On Behalf of | Mar 21, 2014 | Construction Litigation

Private contractors are often asked to participate in publicly-funded construction projects. Delays in such projects due to litigation or court injunctions can thus affect private companies or corporations involved in such projects.

California water officials had hoped to create two tunnels leading to the Sacramento River for purposes of siphoning water. The Bay Delta Conservation plan was intended to provide fresh water to areas throughout Southern California. However, the construction project has been delayed due to concerns that the project in question may intrude upon private property.

One state appellate court has ruled in a 2-1 decision that water officials cannot enter private property for soil testing and other studies. The judges ruled that California must adhere to eminent domain laws requiring a jury trial if property is taken away in some manner. The court felt that a number of actions taken by authorities could trigger these eminent delay laws.

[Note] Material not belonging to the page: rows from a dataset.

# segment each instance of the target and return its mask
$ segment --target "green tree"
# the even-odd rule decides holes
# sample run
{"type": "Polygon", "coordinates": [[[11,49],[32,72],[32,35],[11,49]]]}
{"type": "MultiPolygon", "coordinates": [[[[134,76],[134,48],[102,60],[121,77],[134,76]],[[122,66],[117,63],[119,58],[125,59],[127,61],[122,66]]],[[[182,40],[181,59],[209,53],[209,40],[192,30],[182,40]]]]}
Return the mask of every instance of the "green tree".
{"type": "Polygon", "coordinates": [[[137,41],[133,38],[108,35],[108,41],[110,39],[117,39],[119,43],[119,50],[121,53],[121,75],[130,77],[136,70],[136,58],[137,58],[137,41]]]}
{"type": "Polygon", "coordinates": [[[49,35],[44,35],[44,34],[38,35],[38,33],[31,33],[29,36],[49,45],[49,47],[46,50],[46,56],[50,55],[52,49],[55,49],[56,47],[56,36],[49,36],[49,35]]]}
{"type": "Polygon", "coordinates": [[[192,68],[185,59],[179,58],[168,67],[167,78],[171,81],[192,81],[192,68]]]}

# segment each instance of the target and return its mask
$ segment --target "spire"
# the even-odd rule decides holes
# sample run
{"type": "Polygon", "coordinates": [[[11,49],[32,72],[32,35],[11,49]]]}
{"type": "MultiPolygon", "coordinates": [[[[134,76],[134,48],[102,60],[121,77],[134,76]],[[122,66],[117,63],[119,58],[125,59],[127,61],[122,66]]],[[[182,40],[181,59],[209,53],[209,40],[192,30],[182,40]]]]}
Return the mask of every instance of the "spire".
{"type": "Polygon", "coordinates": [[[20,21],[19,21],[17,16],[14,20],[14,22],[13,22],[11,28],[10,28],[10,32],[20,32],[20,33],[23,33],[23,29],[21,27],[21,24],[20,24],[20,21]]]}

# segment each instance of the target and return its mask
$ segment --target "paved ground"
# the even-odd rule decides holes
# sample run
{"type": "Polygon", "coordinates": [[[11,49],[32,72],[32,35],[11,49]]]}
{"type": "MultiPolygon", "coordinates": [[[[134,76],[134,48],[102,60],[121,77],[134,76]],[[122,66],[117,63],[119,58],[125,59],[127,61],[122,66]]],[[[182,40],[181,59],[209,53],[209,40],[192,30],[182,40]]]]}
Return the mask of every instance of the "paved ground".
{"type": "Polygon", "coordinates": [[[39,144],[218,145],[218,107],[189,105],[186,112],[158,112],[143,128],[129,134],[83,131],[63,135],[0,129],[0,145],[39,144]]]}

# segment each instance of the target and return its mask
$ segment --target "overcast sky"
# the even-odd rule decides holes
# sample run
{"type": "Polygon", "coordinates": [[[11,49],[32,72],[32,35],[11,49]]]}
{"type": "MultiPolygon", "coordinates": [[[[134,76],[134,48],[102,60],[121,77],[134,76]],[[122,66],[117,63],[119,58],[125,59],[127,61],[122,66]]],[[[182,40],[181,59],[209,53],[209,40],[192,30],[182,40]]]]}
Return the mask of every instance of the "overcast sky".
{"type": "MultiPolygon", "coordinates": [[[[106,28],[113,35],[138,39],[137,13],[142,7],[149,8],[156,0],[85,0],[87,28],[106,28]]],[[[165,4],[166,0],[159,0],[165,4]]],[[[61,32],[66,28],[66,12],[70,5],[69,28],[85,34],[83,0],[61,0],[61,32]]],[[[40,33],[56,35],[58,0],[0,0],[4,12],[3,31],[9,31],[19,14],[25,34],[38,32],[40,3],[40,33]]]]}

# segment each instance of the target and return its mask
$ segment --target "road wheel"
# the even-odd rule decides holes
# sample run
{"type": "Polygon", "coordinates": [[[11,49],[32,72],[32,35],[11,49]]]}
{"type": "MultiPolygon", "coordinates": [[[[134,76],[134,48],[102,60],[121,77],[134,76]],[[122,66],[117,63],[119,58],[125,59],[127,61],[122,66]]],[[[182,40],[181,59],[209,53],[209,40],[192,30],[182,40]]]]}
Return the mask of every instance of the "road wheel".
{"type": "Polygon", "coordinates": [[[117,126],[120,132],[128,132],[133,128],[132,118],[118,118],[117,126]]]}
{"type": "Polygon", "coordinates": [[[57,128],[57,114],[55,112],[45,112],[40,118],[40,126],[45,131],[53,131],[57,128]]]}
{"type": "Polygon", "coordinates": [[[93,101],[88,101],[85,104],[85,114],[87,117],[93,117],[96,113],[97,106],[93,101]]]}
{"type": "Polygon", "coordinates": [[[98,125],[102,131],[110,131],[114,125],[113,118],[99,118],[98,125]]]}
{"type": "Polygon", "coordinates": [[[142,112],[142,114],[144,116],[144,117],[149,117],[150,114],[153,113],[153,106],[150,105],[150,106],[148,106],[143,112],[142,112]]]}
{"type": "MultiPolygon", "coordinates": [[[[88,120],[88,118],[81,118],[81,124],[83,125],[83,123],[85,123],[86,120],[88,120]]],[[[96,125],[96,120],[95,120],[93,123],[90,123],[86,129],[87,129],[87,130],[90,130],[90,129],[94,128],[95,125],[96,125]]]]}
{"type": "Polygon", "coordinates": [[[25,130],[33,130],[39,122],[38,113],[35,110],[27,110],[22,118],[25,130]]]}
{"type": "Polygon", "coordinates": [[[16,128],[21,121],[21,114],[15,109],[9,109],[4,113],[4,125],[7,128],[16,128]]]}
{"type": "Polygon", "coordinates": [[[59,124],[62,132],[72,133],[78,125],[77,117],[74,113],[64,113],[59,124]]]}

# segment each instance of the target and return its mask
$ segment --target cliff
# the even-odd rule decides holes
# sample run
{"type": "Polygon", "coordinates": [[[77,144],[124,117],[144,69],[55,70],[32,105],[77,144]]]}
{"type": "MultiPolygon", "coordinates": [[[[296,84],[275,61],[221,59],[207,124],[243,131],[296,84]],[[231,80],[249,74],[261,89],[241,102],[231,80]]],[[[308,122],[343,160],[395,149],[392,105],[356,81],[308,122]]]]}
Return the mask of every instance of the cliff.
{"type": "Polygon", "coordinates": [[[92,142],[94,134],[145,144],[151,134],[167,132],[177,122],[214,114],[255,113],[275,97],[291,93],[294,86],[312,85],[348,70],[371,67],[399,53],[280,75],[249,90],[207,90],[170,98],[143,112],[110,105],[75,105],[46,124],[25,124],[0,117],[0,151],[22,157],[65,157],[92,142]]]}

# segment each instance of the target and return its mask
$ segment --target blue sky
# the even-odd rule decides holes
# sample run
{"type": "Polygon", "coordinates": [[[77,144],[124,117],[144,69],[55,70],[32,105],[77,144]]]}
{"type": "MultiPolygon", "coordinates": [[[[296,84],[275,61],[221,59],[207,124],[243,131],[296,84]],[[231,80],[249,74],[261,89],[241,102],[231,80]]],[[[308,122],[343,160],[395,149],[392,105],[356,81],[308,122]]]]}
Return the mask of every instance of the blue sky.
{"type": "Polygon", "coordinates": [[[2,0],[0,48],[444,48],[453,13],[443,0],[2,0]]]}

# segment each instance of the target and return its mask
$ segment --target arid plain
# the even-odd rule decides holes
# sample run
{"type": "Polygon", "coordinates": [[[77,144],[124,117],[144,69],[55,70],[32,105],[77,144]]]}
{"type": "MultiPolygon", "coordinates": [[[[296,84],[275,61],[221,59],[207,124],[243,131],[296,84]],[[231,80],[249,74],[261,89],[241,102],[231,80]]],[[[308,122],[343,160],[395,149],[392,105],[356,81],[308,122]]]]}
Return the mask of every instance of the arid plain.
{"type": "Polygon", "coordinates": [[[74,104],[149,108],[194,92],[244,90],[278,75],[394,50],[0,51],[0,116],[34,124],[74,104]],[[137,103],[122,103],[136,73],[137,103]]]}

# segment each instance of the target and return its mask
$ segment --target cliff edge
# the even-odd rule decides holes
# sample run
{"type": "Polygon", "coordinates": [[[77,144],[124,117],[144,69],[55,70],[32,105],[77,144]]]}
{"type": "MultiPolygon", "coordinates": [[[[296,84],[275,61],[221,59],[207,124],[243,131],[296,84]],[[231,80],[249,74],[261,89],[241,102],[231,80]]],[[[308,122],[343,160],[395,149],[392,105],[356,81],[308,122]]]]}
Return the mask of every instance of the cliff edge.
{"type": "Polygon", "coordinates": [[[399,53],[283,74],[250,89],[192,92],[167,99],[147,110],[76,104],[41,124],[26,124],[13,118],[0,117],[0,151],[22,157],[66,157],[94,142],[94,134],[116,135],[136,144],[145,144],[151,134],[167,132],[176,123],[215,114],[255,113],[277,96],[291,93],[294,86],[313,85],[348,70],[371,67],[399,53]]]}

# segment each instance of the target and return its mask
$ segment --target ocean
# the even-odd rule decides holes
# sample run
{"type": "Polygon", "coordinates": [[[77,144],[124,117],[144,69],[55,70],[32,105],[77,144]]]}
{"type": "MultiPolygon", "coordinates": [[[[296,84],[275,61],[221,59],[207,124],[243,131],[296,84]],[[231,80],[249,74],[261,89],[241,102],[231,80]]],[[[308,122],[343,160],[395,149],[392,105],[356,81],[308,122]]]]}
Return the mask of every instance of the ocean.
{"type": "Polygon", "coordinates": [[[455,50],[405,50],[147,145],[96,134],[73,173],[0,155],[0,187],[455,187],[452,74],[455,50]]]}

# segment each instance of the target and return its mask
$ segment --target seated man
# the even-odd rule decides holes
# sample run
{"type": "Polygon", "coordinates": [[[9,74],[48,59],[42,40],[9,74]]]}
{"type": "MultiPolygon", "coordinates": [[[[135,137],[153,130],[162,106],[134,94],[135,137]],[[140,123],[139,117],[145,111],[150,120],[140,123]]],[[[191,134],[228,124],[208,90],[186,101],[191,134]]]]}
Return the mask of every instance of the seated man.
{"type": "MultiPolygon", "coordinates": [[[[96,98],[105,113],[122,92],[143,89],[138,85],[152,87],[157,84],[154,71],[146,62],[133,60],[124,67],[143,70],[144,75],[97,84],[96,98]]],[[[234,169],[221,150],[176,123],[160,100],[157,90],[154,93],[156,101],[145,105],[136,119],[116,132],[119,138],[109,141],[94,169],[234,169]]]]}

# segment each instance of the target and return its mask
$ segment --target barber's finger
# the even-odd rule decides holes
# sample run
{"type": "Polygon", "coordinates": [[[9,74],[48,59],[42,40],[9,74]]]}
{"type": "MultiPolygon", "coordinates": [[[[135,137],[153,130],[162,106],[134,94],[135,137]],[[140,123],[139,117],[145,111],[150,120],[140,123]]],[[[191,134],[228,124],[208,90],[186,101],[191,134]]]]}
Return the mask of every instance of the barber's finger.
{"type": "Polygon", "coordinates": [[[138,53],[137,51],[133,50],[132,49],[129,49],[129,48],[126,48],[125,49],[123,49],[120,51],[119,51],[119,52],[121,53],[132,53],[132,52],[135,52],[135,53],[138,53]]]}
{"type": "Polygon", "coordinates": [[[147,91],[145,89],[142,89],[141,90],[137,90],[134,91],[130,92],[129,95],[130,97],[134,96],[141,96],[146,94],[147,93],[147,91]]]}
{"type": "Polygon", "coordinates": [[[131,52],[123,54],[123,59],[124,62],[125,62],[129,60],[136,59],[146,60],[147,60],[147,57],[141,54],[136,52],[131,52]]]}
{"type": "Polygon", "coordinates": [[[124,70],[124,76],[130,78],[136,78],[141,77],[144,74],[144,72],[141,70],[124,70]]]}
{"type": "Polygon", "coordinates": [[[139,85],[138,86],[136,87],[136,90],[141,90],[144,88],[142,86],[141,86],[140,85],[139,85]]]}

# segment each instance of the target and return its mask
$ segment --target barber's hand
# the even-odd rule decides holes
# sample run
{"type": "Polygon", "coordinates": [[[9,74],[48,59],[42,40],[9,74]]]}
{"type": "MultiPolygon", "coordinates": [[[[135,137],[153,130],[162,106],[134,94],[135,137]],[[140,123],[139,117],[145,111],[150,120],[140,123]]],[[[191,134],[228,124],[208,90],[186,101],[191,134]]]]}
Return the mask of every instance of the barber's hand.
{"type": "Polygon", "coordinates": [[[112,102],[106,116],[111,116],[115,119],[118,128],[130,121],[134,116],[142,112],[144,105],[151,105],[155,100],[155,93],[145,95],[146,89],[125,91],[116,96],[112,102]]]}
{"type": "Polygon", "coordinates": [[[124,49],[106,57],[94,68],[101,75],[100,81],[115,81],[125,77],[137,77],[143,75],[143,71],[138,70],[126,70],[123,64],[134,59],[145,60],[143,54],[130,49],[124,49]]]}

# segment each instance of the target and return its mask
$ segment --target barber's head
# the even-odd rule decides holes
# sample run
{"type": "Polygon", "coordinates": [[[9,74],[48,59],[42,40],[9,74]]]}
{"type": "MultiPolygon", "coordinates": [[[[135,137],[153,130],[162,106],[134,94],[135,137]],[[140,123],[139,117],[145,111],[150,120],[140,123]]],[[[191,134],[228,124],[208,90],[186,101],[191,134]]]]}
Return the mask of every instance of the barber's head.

The Department of Water Resources state that they anticipated such a ruling and that work will not be delayed. We will have to wait and see if that actually turns out to be the case. In any event, the project has been estimated to cost billions of dollars and litigation that places obstacles in the manner in which construction is conducted could possibly prove costly.

Business litigation can involve any number of disputes involving a variety of subject matters. As these disputes can prove to be both complex and costly, experienced attorneys are needed that understand contract disputes, state and federal regulations and the requirements of businesses.  These attorneys are needed to represent a company’s private concerns.